The official poster for the 1982 FIFA World Cup in Spain was designed by the legendary Catalan surrealist artist Joan Miró.
Miró's design broke away from traditional sports imagery, using his signature abstract style.
It features bold black lines, vibrant primary colors (red, yellow, and blue), and surrealist shapes.
The central figure is an abstract, celebratory character—often interpreted as a soccer player in a "celebratory somersault" or "leaping for joy".

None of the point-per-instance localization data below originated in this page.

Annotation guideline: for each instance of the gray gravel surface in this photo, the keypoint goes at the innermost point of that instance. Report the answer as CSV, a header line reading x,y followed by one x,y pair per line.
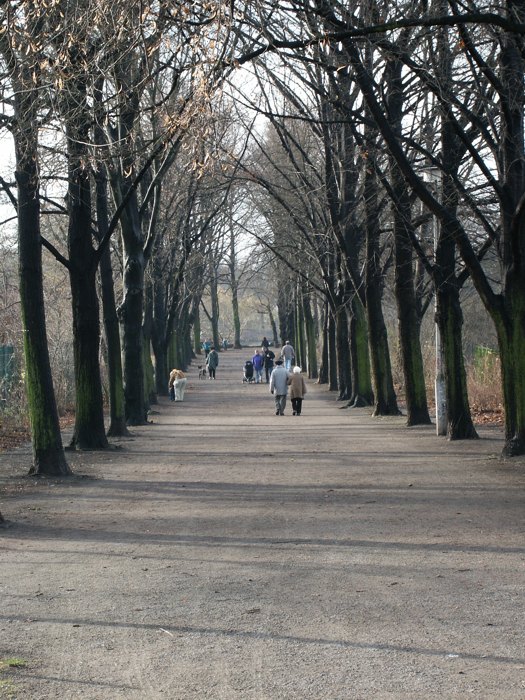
x,y
227,553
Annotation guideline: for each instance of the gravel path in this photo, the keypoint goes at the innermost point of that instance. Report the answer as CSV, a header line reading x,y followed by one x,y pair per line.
x,y
227,553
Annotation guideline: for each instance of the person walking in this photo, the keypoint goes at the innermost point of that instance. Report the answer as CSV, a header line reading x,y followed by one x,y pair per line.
x,y
177,385
297,390
212,362
258,366
279,387
269,357
287,354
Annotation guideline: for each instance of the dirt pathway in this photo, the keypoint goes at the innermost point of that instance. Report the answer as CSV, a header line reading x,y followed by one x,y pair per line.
x,y
228,553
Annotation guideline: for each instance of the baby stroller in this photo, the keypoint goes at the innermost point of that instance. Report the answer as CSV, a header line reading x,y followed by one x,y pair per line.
x,y
248,372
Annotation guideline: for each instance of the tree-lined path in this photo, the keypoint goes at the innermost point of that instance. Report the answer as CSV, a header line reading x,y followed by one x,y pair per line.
x,y
228,553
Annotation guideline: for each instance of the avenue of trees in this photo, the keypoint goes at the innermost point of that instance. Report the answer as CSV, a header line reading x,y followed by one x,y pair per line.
x,y
360,147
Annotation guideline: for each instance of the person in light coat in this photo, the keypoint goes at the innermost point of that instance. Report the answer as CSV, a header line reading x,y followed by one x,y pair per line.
x,y
297,390
279,387
287,354
177,384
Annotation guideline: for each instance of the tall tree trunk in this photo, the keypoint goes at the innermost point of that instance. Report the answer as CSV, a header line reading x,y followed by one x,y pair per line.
x,y
332,352
117,418
46,440
130,314
409,320
215,310
324,370
384,394
311,338
362,393
344,379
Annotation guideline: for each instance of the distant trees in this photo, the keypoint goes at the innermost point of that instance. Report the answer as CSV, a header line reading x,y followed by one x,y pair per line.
x,y
375,126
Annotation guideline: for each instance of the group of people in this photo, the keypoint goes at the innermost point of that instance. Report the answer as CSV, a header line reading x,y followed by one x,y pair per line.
x,y
279,375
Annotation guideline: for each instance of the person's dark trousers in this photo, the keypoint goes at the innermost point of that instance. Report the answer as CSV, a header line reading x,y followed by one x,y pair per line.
x,y
280,404
297,405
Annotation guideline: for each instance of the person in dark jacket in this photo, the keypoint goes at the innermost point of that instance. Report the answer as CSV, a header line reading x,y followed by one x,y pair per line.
x,y
212,362
297,390
258,366
279,387
269,357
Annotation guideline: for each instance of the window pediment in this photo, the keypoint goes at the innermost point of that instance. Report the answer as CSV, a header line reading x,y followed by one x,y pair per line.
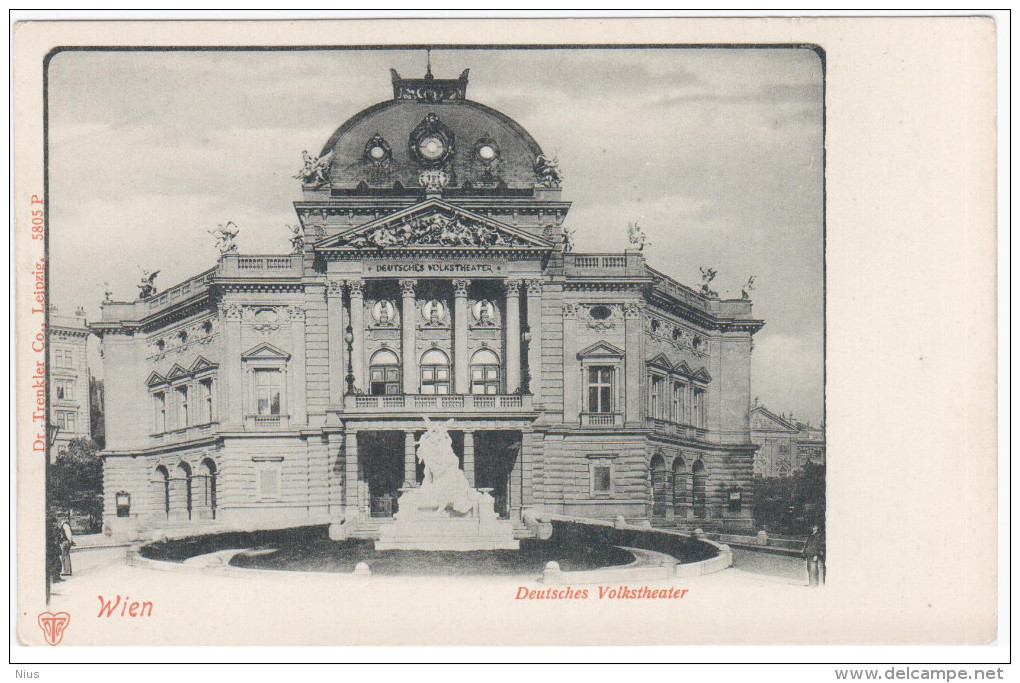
x,y
601,350
266,352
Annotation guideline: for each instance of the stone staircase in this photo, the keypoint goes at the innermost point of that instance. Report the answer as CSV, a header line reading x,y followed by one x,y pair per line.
x,y
370,528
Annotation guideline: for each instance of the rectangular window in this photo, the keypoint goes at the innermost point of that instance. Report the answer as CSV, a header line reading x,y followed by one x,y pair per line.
x,y
267,382
600,389
268,475
678,391
602,478
699,408
64,388
207,414
65,421
656,399
183,407
159,412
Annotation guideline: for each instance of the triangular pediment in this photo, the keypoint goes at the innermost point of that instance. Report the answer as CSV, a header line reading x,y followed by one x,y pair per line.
x,y
435,224
202,363
155,378
702,375
601,350
176,372
265,351
763,419
660,361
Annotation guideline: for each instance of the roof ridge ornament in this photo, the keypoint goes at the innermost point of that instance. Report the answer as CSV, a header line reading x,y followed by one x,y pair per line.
x,y
429,89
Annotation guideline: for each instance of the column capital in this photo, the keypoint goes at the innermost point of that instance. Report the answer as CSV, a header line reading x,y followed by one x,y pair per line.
x,y
407,286
512,286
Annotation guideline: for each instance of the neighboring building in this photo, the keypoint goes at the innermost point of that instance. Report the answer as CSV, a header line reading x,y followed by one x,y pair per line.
x,y
785,444
432,277
68,389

Joan Miró i Ferrà (20 April 1893 – 25 December 1983) was a Catalan painter, sculptor and ceramist from Spain. A museum dedicated to his work, the Fundació Joan Miró, was established in his native city of Barcelona in 1975, and another, the Fundació Pilar i Joan Miró, was established in his adoptive city of Palma, Mallorca in 1981. Earning international acclaim, his work has been interpreted as Surrealism but with a personal style, sometimes also veering into Fauvism and Expressionism. He was notable for his interest in the unconscious or the subconscious mind, reflected in his re-creation of the childlike. His difficult-to-classify works also had a manifestation of Catalan pride. In numerous interviews dating from the 1930s onwards, Miró expressed contempt for conventional painting methods as a way of supporting bourgeois society, and declared an "assassination of painting" in favour of upsetting the visual elements of established painting.